Elle explique ce changement de stratégie par une nette amélioration de la situation à Montréal depuis le début du mois de juin. Dans les dernières 24 heures, seuls 40 nouveaux cas ont été enregistrés et 29 la journée précédente, soit les plus bas chiffres depuis le mois de mars. Et ce n’est sans parler du nombre d’hospitalisations et de personnes admises en soins intensifs qui diminue également jour après jour.

Dans le même temps, la popularité des cliniques mobiles a aussi connu une baisse. Si chacune des cinq unités effectuait en moyenne 115 tests quotidiennement il y a encore quelques semaines, certaines n’en ont réalisé que 30 à 40 lundi.

« Ce modèle n’était pas pérenne à long terme, on devait revoir notre offre », insiste la Dr Drouin, tout en assurant le maintien d’équipes mobiles qui seront plutôt amenées à intervenir sur des sites où surviendra une éclosion.

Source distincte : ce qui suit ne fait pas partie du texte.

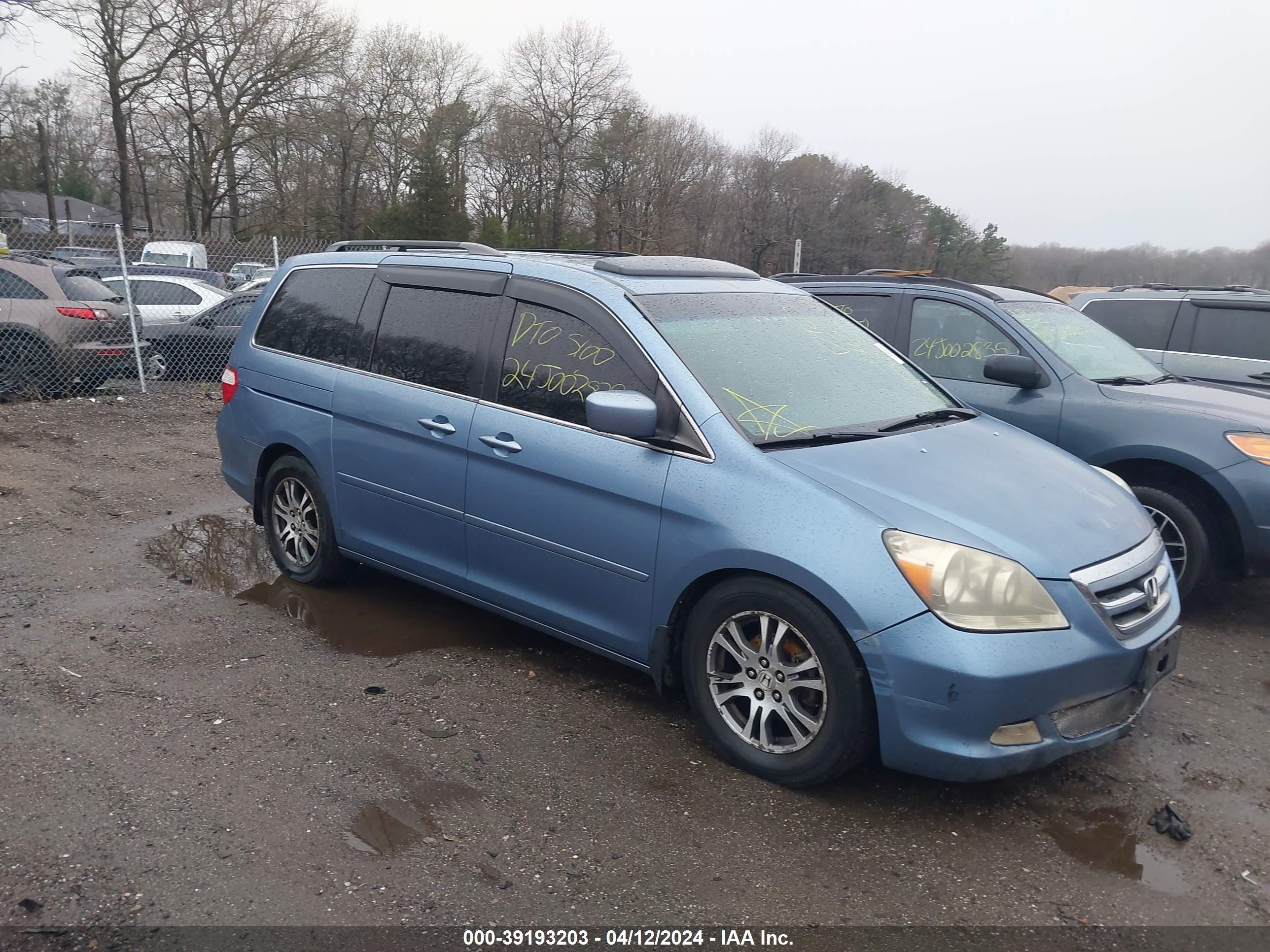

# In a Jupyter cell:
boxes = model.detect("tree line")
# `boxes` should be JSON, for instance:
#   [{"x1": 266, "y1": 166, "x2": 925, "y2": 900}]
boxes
[{"x1": 0, "y1": 0, "x2": 1260, "y2": 289}]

Préparer la deuxième vague

Advenant une deuxième vague, les autobus pourraient faire leur grand retour. « On a développé différents modèles : on a les centres de dépistage qui sont des sites fixes, il y a eu [les tentes] à la Place des Arts qui ont été un modèle de dépistage massif et les unités mobiles sous différentes formes, pas juste des autobus. […] On pourrait tous les redéployer selon la situation et même plus rapidement que la dernière fois », soutient la Dr Drouin.

 

Car ce n’est pas le temps de baisser la garde, dit-elle, alors que le déconfinement pourrait contribuer à une recrudescence du nombre de nouveaux cas, lui faisant craindre une deuxième vague. « Je n’ai pas de boule de cristal. Est-ce que ça va être des vaguelettes, une grosse vague ou une moyenne vague ? C’est sûr qu’on ne peut pas se permettre de ne pas s’y préparer ».

Et la fin des unités mobiles, ne veut pas dire qu’il faut arrêter de se faire tester, souligne la médecin, invitant les personnes ayant des symptômes ou ayant été en contact étroit avec une personne infectée à se faire dépister.

Depuis le début de la pandémie de COVID-19, 3216 personnes ont perdu la vie à Montréal, des suites de la maladie et 26 757 personnes y ont été infectées. Mardi, encore 76 CHSLD et résidences privées pour aînés de la métropole comptaient au moins un cas de COVID-19 encore actif.